Figure 1.

Strategy for proteomic analysis of BCR signaling

1. Analysis of BCR-induced phosphorylation and ubiquitylation. A20 cells were isotopically labeled using the SILAC approach. Control “light” labeled cells were mock-treated, and “medium” and “heavy” labeled cells were stimulated with α-IgG F(ab′)2 for 5 and 15 min, respectively. Di-Gly-modified (ubiquitylated), tyrosine-phosphorylated peptides were enriched sequentially using di-Gly-lysine- and phosphotyrosine-specific antibodies. Phosphorylated peptides were separately enriched using TiO₂-based chromatography. All samples were analyzed using high-resolution mass spectrometry.

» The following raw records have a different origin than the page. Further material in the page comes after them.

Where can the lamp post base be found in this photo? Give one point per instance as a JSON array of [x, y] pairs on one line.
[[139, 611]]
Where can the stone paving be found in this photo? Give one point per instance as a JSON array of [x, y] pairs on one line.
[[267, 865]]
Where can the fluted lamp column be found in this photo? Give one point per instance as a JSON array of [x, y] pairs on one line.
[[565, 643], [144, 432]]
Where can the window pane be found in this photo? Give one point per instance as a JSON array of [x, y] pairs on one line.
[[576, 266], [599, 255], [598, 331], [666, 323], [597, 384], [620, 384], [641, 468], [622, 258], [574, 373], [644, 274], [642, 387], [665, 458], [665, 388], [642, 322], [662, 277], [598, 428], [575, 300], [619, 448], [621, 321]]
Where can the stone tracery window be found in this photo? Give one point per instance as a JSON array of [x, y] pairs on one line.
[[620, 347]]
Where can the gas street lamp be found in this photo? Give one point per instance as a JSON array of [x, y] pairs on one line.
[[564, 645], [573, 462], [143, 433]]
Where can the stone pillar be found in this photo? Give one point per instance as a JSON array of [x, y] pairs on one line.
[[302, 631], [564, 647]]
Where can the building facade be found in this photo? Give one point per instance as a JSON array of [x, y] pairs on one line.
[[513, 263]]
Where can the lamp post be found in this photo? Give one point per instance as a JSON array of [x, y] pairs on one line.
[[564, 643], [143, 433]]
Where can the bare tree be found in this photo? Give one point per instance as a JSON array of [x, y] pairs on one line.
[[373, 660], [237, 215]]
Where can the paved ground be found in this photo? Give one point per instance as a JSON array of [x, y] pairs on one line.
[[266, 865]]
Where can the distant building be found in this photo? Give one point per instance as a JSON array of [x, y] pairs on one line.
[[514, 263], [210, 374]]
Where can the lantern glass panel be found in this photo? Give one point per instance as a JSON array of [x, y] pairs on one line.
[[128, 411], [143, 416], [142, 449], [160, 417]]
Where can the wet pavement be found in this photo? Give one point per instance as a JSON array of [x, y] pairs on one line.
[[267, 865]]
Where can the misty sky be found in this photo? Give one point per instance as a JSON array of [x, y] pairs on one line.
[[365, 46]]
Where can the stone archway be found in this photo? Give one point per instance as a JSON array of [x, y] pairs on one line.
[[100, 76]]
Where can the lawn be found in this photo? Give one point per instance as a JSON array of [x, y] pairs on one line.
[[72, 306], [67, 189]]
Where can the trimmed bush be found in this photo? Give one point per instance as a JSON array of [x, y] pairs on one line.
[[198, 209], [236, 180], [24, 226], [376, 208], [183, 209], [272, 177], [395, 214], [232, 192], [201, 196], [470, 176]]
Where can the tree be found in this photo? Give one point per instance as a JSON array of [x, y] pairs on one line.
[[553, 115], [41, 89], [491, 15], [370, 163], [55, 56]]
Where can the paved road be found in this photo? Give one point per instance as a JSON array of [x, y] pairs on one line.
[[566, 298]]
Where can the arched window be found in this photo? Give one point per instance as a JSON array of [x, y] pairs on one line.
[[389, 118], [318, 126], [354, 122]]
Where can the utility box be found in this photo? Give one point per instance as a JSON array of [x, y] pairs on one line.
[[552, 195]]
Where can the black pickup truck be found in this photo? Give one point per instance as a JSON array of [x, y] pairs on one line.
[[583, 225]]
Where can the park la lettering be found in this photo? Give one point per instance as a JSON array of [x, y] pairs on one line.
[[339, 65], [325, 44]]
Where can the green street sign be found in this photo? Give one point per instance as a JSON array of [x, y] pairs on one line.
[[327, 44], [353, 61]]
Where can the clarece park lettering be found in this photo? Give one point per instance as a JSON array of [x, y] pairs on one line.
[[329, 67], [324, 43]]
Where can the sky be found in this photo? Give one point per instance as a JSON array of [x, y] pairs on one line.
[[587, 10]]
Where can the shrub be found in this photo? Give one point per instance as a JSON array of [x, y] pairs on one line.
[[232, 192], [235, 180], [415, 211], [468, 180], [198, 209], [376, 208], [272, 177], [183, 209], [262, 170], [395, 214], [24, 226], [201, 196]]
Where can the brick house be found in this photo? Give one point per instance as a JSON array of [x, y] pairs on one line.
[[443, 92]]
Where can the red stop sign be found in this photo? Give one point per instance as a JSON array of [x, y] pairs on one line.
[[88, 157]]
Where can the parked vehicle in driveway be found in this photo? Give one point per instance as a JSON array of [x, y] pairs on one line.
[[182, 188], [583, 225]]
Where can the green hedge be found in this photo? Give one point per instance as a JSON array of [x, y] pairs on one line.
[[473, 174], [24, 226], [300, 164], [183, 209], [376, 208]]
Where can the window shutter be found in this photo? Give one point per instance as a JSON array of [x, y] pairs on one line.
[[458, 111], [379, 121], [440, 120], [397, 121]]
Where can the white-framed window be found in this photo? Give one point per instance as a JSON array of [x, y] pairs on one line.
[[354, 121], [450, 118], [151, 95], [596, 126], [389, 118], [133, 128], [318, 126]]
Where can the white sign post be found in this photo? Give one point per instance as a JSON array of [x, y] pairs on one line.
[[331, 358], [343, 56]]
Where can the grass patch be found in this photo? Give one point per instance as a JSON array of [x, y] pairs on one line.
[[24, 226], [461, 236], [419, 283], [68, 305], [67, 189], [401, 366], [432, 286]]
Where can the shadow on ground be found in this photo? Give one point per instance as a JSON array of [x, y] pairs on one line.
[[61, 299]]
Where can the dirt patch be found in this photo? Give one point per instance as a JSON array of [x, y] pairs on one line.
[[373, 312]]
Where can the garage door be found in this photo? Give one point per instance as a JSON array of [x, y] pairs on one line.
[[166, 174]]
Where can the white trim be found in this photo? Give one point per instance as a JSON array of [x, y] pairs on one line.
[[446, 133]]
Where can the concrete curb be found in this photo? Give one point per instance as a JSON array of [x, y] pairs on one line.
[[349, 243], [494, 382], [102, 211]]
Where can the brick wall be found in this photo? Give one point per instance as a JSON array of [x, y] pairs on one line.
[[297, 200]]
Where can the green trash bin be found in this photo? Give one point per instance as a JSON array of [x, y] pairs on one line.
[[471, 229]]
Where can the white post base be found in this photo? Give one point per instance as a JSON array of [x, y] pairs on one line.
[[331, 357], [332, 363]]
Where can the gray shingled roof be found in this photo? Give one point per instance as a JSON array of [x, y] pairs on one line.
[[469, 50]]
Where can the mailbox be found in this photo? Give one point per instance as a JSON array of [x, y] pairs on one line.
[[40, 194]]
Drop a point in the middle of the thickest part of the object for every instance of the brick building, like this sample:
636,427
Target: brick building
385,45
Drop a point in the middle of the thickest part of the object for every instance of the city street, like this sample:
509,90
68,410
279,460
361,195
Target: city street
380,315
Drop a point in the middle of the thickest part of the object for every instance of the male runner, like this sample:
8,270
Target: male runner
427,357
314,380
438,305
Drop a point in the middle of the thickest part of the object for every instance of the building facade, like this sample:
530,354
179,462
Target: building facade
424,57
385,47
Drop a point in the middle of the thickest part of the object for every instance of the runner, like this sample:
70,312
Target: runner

2. Strategy for analyzing the dynamics of BCR signalosomes. “Medium” and “heavy” SILAC-labeled A20 cells were stimulated with biotinylated α-IgG F(ab′)2 for 5 and 15 min, respectively. Control cells (labeled with “light” SILAC) were mock-treated. Proteins associated with biotinylated α-IgG F(ab′)2-bound BCR signalosomes were affinity-enriched using streptavidin, separated by SDS–PAGE, and analyzed by LC-MS/MS.
3. Validation of BCR signaling activation. Stimulation of BCR signaling in A20 cells was confirmed using the indicated phosphorylation site-specific antibodies that recognize the activated forms of BTK, ERK1/2, and AKT kinases.